Nampa was one of only 15 cities nationwide to receive funding for a new model of assisting victims of domestic violence. The Family Justice Center has been up and running in Canyon County now for just two weeks, and we asked Executive Director Rebecca Lovelace how the Family Justice Center differs from traditional means of helping victims of violence.
BW: What's the scoop behind this all-service center?
RL: The Family Justice Center is a collaboration of various service providers housed under one roof as a one-stop location for different agencies. So instead of sending a domestic violence victim to five places across the region to receive services, it's all here.
What services work in the Family Justice Center and do you hope to expand?
We have counselors, advocates, law enforcement, Legal Aid attorneys, and clergy to help victims. The Department of Health and Welfare is here. Also, representatives from the Mountain Home Air Force Base are here part-time to help military families. In the future, we're going to have limited medical services.
How did people in Nampa come up with the idea to build the first Family Justice Center in Idaho?
The model is based on one in operation in San Diego. Detective Angela Weeks with the Nampa Police Department toured that facility and became the visionary for this project. We applied for a Community Development Block Grant through the city of Nampa. Also in January of '04, the director of the San Diego Family Justice Center took the concept to [President Bush] to convince the powers that be that this is an awesome concept. The president then developed the Family Justice Center Initiative to fund 15 sites around the country. Nampa was one of them.
What role does the center fit in the community?
It has a strong positive impact on domestic violence. This is a community problem and it affects everyone--business owners, employers, families--so this really is a community project. The Family Justice Center will result in more people reporting domestic violence and more instances of prosecution. We're already seeing higher prosecution rates.
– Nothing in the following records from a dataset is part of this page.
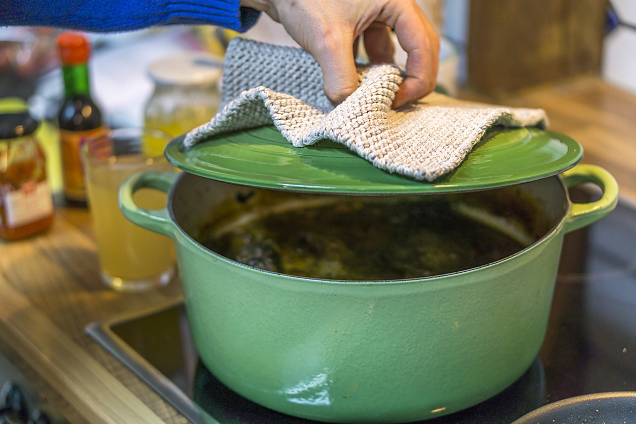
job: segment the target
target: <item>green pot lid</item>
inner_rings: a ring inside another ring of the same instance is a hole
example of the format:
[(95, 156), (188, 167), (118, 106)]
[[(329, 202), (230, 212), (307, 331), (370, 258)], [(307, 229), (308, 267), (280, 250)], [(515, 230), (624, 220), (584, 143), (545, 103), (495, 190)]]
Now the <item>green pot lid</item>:
[(165, 154), (187, 172), (252, 187), (342, 194), (440, 193), (511, 186), (563, 172), (583, 156), (581, 145), (562, 134), (495, 128), (457, 169), (428, 182), (375, 168), (335, 142), (294, 147), (273, 127), (219, 135), (190, 149), (184, 138), (170, 142)]

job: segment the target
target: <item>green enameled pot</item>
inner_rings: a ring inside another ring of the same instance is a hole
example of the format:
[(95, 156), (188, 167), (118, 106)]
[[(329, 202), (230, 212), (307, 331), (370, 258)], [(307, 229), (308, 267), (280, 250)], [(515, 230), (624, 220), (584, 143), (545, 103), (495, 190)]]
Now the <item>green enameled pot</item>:
[[(566, 188), (586, 182), (602, 198), (572, 203)], [(169, 191), (167, 207), (135, 206), (143, 187)], [(189, 235), (245, 187), (145, 172), (120, 200), (129, 219), (174, 240), (192, 336), (219, 380), (291, 415), (397, 423), (468, 407), (523, 374), (545, 335), (563, 235), (608, 214), (618, 195), (611, 175), (587, 165), (518, 187), (551, 228), (532, 245), (452, 274), (366, 282), (262, 271)]]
What's your vision for the center?
I want to provide more services for victims, not just the immediate needs of law enforcement and attorneys. We want to be an extremely comprehensive program. I hope we grow to incorporate everyone here that wants to be a part of helping victims.
You're working in a new facility under a relatively new model. What kinks have you run into?
The problems are little speed bumps like not being up and running with computer access and our phones weren't being transferred to the lines they should be. Nothing has affected how we help clients.
You got the idea for the center from a similar facility in California. Are there communities now coming to you for help to build a Family Justice Center?
Family Justice Centers are going up anywhere. Idaho Falls and in Ada County are some examples. We've had numerous phone calls and visits from a lot of people. I'm helping out wherever I can. It's the next wave of victim services and I'm proud Idaho and Nampa can be a role model for a nationally recognized program. We are looked upon to help others surfacing around our area and I'm very proud of that.